Kingsley, 37, is accused in the death of George Wray, 73, who was killed after he opened a bomb shaped like a package that had been left sitting on the porch of a home he owned in Brookville, Queens, on July 28, 2017, officials said.

The package — about the size of a Quaker Oats can and packed with flash powder — detonated when Wray tried to open it, according to Boyce.

The explosion “seared most of the skin on his body,” Boyce said during a Wednesday news conference in Brooklyn, and left him in pain for four days before he died of his injuries on Aug. 1, 2017.

From the beginning of the investigation, police had said they did not believe Wray or anyone who lived at the address to be the intended target.

It was quickly determined that the bomb was meant for an NYPD detective as retaliation for his involvement in the arrest of Kingsley in January 2014, Boyce said, but the department suppressed the information as the investigation continued.

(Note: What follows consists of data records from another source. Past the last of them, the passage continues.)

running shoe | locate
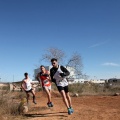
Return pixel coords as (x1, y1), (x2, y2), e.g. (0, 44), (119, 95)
(68, 108), (72, 115)
(70, 107), (74, 113)
(47, 102), (53, 107)
(50, 102), (53, 107)
(33, 100), (37, 104)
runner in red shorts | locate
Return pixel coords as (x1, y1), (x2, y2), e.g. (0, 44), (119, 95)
(37, 65), (53, 107)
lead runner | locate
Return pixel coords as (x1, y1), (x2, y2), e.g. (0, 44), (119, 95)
(50, 58), (74, 115)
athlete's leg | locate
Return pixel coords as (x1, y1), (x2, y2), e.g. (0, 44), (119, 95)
(64, 86), (72, 107)
(60, 90), (69, 108)
(31, 89), (36, 104)
(65, 92), (72, 107)
(44, 87), (51, 103)
(26, 92), (29, 103)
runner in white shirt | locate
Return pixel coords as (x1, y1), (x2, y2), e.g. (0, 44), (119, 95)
(21, 73), (37, 104)
(50, 58), (74, 115)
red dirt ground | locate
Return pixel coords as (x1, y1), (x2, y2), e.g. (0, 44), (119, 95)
(22, 92), (120, 120)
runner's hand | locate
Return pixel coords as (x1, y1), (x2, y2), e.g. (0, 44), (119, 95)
(60, 73), (65, 77)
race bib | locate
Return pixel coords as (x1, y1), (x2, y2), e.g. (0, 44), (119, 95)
(43, 79), (49, 85)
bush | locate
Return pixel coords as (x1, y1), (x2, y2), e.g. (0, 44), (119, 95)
(69, 83), (120, 95)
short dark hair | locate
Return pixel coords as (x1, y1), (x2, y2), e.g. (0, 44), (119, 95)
(24, 72), (28, 76)
(51, 58), (57, 62)
(40, 65), (45, 68)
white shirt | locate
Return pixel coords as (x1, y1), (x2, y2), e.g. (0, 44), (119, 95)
(53, 65), (68, 87)
(23, 78), (32, 91)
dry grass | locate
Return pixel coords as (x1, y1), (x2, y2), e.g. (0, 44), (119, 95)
(0, 91), (24, 120)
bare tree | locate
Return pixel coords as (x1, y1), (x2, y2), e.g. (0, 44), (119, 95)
(41, 47), (83, 76)
(66, 52), (83, 76)
(41, 47), (65, 62)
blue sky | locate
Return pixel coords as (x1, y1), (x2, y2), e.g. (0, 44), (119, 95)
(0, 0), (120, 82)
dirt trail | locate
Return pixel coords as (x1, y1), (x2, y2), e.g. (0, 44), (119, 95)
(23, 92), (120, 120)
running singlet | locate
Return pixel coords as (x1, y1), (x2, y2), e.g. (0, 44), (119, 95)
(53, 65), (68, 87)
(24, 78), (32, 91)
(40, 71), (51, 87)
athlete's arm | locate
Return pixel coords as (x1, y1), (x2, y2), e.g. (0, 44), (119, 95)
(50, 68), (56, 83)
(60, 66), (70, 77)
(21, 80), (25, 90)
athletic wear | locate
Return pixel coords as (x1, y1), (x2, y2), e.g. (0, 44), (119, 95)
(47, 102), (53, 107)
(23, 78), (32, 91)
(68, 108), (72, 115)
(25, 88), (33, 93)
(50, 65), (70, 87)
(40, 71), (51, 87)
(50, 65), (70, 83)
(57, 86), (69, 93)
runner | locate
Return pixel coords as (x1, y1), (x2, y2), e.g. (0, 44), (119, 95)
(50, 58), (73, 115)
(21, 73), (37, 104)
(37, 65), (53, 107)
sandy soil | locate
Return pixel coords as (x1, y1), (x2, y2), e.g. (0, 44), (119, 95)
(22, 92), (120, 120)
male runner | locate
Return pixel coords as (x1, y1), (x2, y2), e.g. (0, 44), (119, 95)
(37, 65), (53, 107)
(21, 73), (37, 104)
(50, 58), (73, 115)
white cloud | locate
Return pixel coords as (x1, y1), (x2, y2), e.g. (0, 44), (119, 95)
(89, 41), (108, 48)
(102, 62), (120, 67)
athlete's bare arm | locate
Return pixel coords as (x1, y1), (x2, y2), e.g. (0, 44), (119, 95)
(21, 80), (25, 90)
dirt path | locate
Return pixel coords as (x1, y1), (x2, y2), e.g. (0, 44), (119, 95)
(23, 93), (120, 120)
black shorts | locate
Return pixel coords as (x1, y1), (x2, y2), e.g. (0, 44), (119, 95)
(25, 88), (33, 93)
(57, 86), (69, 93)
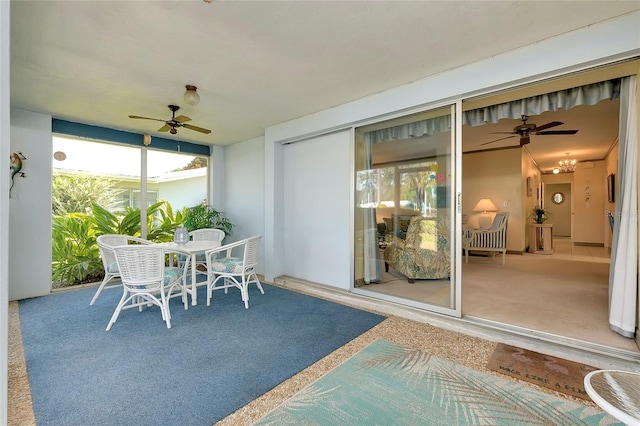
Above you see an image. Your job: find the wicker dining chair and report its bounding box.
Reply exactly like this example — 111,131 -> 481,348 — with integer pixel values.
89,234 -> 151,306
206,235 -> 264,309
107,244 -> 191,331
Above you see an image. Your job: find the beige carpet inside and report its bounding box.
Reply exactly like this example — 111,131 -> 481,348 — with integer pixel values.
361,254 -> 638,352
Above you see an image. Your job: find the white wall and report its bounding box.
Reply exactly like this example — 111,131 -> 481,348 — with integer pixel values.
9,108 -> 52,300
156,176 -> 207,213
0,1 -> 11,425
224,137 -> 264,274
265,12 -> 640,290
284,131 -> 353,290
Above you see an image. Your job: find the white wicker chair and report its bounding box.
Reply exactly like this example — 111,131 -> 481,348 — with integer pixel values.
463,213 -> 509,265
89,234 -> 151,306
206,235 -> 264,309
107,244 -> 191,331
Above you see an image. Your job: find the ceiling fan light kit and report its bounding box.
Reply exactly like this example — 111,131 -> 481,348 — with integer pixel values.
184,84 -> 200,106
481,115 -> 578,146
129,105 -> 211,135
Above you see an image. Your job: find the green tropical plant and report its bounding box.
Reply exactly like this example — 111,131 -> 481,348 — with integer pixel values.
51,174 -> 121,215
529,207 -> 550,223
52,213 -> 104,287
52,201 -> 186,287
184,204 -> 235,235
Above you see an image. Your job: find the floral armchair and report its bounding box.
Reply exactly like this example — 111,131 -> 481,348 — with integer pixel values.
384,216 -> 451,283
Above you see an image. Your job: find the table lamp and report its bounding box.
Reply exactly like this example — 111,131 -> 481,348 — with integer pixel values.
473,198 -> 498,228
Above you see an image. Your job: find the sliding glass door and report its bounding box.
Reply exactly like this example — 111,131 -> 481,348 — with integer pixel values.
353,105 -> 461,316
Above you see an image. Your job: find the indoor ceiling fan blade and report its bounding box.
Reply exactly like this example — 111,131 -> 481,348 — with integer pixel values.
480,135 -> 516,146
129,115 -> 165,121
182,124 -> 211,135
533,121 -> 564,133
536,130 -> 578,135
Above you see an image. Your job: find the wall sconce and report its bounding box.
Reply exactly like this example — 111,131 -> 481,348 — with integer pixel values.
184,84 -> 200,106
473,198 -> 498,228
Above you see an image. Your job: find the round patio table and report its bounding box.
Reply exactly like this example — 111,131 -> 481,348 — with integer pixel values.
584,370 -> 640,425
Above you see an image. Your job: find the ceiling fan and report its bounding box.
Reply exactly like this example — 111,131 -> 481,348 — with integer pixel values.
129,105 -> 211,135
480,115 -> 578,146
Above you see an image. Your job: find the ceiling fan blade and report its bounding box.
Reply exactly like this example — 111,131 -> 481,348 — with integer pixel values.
174,115 -> 191,123
182,124 -> 211,135
480,136 -> 516,146
536,130 -> 578,135
533,121 -> 564,133
129,115 -> 165,121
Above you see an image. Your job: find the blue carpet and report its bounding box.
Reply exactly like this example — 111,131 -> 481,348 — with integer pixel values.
256,339 -> 621,426
19,284 -> 384,425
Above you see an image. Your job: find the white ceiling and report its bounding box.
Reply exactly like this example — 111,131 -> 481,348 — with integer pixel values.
11,0 -> 640,171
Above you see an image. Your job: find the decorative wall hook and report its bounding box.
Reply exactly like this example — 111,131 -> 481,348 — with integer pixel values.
9,151 -> 27,197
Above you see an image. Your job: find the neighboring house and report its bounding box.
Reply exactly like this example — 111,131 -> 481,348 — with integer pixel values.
53,167 -> 207,211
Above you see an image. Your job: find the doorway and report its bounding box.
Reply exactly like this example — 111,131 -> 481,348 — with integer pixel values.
544,183 -> 573,239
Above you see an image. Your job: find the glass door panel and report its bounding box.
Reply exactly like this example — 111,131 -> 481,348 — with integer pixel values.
353,106 -> 461,316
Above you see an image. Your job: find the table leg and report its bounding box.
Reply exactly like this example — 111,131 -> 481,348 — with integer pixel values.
191,253 -> 198,306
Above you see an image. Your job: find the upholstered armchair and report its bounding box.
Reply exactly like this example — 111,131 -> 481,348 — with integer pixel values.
384,216 -> 451,283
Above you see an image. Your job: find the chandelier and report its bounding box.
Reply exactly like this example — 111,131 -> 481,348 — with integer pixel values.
553,152 -> 577,174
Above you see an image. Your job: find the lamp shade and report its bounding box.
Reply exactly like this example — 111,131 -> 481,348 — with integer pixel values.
473,198 -> 498,212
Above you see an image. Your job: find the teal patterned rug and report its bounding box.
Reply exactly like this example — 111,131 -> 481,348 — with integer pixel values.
256,339 -> 621,425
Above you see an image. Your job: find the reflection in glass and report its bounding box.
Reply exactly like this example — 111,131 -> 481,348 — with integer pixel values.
354,107 -> 455,309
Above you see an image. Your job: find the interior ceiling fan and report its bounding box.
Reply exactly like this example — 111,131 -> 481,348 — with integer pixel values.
480,115 -> 578,146
129,105 -> 211,135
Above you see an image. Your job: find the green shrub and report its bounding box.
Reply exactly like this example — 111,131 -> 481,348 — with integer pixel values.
184,204 -> 234,235
52,201 -> 186,287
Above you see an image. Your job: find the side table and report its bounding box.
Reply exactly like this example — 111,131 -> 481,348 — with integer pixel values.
529,223 -> 553,254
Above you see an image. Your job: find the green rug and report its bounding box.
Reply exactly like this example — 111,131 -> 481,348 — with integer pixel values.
256,339 -> 621,425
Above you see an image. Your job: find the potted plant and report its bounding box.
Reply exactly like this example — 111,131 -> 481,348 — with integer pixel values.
531,207 -> 549,223
184,203 -> 234,235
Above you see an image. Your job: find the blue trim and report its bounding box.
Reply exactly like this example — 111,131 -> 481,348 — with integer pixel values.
51,118 -> 211,157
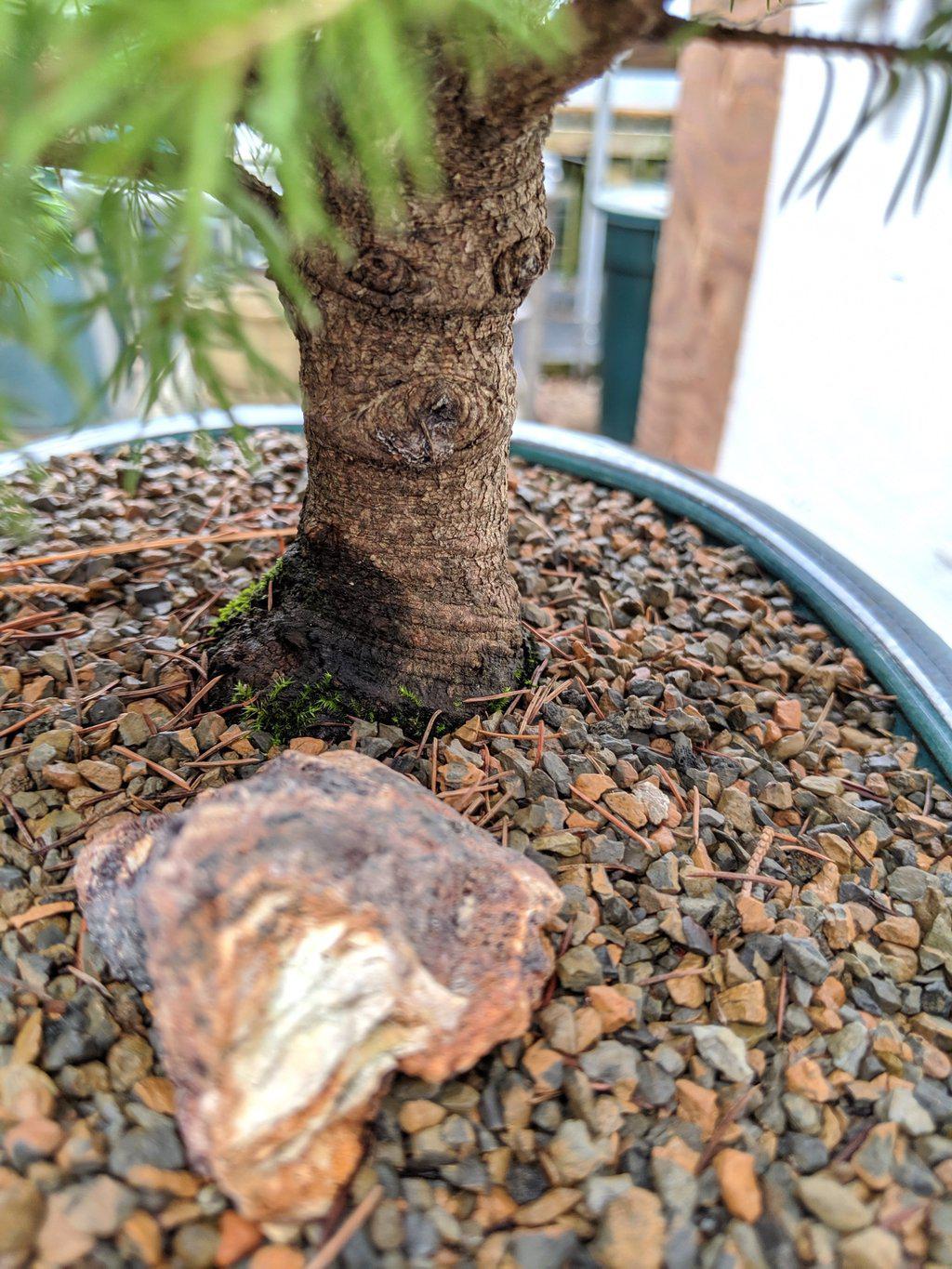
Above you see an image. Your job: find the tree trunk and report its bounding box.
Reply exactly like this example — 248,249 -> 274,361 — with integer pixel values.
207,121 -> 551,714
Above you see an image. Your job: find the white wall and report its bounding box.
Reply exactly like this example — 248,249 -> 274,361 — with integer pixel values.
717,0 -> 952,643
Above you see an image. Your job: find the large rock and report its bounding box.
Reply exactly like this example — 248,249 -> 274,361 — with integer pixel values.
76,752 -> 560,1220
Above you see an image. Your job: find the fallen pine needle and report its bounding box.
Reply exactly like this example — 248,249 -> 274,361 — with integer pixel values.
0,581 -> 89,599
313,1185 -> 383,1269
113,745 -> 192,793
0,524 -> 295,577
632,964 -> 707,987
10,898 -> 76,931
569,785 -> 655,851
694,1088 -> 754,1176
683,868 -> 786,886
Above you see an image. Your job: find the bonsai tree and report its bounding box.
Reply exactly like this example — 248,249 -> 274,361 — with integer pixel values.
0,0 -> 952,713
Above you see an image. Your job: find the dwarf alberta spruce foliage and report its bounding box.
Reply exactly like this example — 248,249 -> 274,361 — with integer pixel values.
0,0 -> 952,716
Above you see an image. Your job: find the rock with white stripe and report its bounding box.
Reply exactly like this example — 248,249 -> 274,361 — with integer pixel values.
77,751 -> 560,1221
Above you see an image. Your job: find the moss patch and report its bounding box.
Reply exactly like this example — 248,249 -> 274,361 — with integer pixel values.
211,556 -> 284,635
231,672 -> 459,745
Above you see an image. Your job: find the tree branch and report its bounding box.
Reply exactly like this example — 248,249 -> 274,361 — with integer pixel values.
487,0 -> 952,126
670,18 -> 952,70
37,139 -> 282,219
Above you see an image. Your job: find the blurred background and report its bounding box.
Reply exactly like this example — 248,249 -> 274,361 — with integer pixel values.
0,0 -> 952,642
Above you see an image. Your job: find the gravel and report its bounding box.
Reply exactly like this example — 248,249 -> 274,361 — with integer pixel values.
0,435 -> 952,1269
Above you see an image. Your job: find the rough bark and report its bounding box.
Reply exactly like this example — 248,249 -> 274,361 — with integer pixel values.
207,112 -> 551,712
76,751 -> 561,1221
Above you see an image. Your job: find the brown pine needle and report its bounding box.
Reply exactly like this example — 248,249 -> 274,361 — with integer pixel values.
694,1088 -> 754,1176
0,524 -> 295,577
165,674 -> 222,731
657,762 -> 688,813
0,581 -> 89,599
313,1185 -> 383,1269
113,745 -> 192,793
569,785 -> 655,851
684,868 -> 785,886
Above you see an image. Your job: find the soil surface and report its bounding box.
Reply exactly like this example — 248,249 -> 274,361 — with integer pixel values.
0,435 -> 952,1269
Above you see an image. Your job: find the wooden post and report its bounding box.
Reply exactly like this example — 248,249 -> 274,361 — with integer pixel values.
637,0 -> 789,470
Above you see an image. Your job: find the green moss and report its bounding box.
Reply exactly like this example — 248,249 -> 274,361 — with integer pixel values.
233,674 -> 351,745
211,556 -> 284,635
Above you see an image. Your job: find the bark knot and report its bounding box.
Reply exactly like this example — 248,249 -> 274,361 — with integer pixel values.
364,378 -> 487,467
493,226 -> 553,301
349,246 -> 419,296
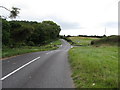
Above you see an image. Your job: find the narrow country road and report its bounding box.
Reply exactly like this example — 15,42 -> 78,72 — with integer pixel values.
0,40 -> 74,88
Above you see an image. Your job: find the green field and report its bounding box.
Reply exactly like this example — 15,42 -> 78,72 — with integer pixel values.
69,37 -> 118,88
69,37 -> 99,45
2,40 -> 61,58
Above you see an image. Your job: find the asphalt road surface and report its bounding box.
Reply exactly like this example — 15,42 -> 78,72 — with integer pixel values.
0,40 -> 74,88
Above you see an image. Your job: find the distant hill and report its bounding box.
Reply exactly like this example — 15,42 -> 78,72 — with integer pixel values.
91,35 -> 120,46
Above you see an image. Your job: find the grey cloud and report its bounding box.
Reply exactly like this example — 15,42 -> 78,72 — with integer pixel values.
105,22 -> 118,28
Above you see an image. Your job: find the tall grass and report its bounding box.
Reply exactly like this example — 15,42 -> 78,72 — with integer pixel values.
69,46 -> 118,88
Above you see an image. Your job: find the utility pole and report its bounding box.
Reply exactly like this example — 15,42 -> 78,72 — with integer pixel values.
104,27 -> 106,36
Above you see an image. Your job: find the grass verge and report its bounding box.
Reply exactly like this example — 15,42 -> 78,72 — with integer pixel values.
69,36 -> 99,46
69,46 -> 118,88
2,40 -> 61,58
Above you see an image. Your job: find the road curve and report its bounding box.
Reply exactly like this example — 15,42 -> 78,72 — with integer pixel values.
0,39 -> 74,88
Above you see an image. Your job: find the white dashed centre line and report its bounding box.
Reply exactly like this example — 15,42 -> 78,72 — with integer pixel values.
0,57 -> 40,81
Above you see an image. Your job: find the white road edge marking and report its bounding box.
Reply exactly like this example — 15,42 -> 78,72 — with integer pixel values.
46,51 -> 54,54
0,57 -> 40,81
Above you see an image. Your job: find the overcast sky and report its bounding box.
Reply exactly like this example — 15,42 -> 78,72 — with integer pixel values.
0,0 -> 119,35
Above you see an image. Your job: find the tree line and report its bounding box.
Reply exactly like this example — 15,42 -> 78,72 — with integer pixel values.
0,18 -> 61,48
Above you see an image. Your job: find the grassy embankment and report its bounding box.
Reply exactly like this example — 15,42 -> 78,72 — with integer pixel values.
2,40 -> 61,58
69,37 -> 118,88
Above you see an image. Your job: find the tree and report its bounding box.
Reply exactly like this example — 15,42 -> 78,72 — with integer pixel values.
0,6 -> 20,19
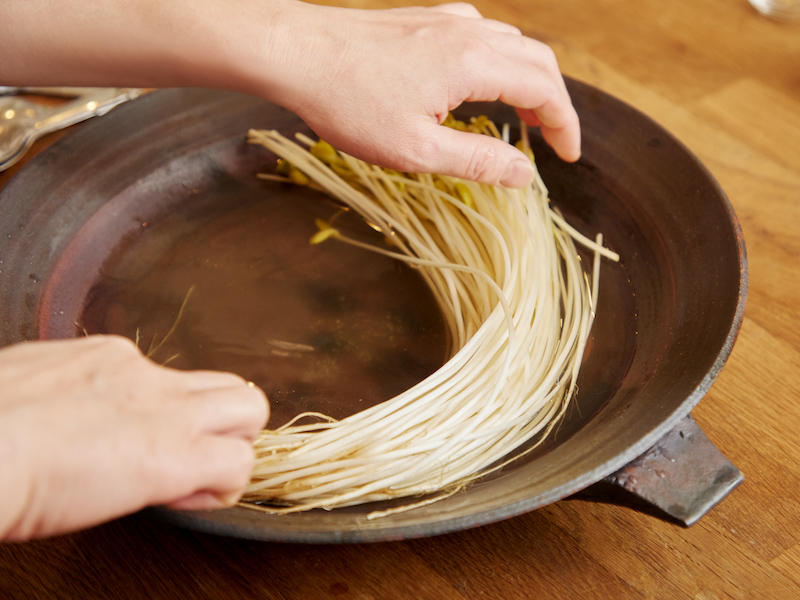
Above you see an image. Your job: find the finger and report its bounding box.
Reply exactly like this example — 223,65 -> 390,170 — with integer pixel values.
192,387 -> 269,441
467,61 -> 581,162
412,124 -> 533,188
430,2 -> 483,19
152,435 -> 255,505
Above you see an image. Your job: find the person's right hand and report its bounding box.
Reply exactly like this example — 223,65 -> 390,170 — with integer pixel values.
256,1 -> 580,187
0,336 -> 268,540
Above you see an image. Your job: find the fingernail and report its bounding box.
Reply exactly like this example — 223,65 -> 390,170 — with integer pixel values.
216,491 -> 242,507
500,160 -> 533,188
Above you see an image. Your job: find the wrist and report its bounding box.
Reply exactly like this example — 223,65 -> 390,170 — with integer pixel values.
0,407 -> 32,541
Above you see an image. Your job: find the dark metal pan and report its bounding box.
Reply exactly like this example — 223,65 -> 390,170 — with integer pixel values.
0,81 -> 747,542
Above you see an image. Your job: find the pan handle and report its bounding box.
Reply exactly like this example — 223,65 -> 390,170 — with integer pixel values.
574,415 -> 744,527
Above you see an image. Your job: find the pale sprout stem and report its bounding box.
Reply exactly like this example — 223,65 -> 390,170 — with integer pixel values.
242,118 -> 618,510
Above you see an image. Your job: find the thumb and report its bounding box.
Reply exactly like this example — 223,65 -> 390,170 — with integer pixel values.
416,125 -> 533,188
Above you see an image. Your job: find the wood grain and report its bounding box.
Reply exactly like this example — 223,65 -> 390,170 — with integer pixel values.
0,0 -> 800,600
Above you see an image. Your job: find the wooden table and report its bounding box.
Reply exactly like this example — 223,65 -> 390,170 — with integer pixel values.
0,0 -> 800,600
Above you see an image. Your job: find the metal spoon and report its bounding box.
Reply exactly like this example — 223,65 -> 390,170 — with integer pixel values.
0,88 -> 142,171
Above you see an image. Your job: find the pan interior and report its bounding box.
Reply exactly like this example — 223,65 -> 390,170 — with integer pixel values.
0,86 -> 746,542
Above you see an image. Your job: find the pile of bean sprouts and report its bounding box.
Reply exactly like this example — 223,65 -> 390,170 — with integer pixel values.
240,117 -> 618,518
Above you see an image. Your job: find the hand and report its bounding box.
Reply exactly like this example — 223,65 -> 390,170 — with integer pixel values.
0,336 -> 268,540
265,2 -> 580,187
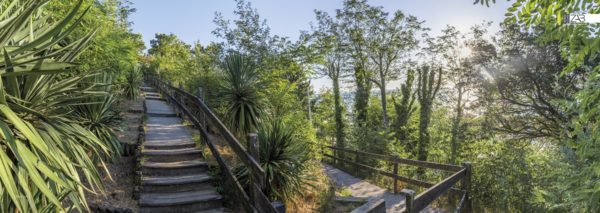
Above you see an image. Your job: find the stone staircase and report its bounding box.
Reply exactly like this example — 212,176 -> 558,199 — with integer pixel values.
139,87 -> 225,213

“Wray was an unintended and innocent victim of this cowardly attack,” NYPD Deputy Commissioner John Miller said at the news conference Wednesday.

Police had said the package, which was left sitting on the porch for about seven days before Wray tried to open it, had the word “Mac” written on it — a clue that would prove crucial in tracking down Kingsley, according to Boyce.

“The officer’s name was on the cylinder, that was the key,” Boyce said.

Investigators used data mining, surveillance and interviews to zero in on Kingsley, who Miller described as a “needle in a haystack.”

“This was an individual who went to great lengths to conceal his identity as a suspect,” he added.

Despite his 2014 charges of weapons possession and disorderly conduct being dismissed, federal prosecutors allege Kingsley sought to “methodically” and “violently” retaliate against the officers who had arrested him. He searched the internet and made phone calls to find the officers’ home addresses, they said, and began to stockpile components to build explosive devices.

Miller said a search warrant underway at Kingsley’s home Wednesday afternoon had already turned up some explosive precursor materials and other bomb-making components.

In July, Kingsley arranged to have an explosive device disguised as a package left on the porch of a home on 222nd Street, near 145th Road in Queens, because he believed that one of the officers lived at the address, according to prosecutors.

The package was “meant to be opened by the target and meant to function in the way that it did,” Miller said. Instead, Wray died a “painful death.”

Kingsley continued to purchase bomb-making materials after the deadly explosion in Queens, according to the complaint, leading investigators to believe he had other plans in the works. His Amazon account shows purchases related to explosive device components as recently as this month, per the complaint.

Kingsley is charged with using a weapon of mass destruction that resulted in death and unlawful transportation of explosive materials, according to prosecutors. 

He was held without bail Thursday at a hearing in federal court in Brooklyn. An attorney for Kingsley declined to comment.

If convicted, he faces a maximum life sentence in prison.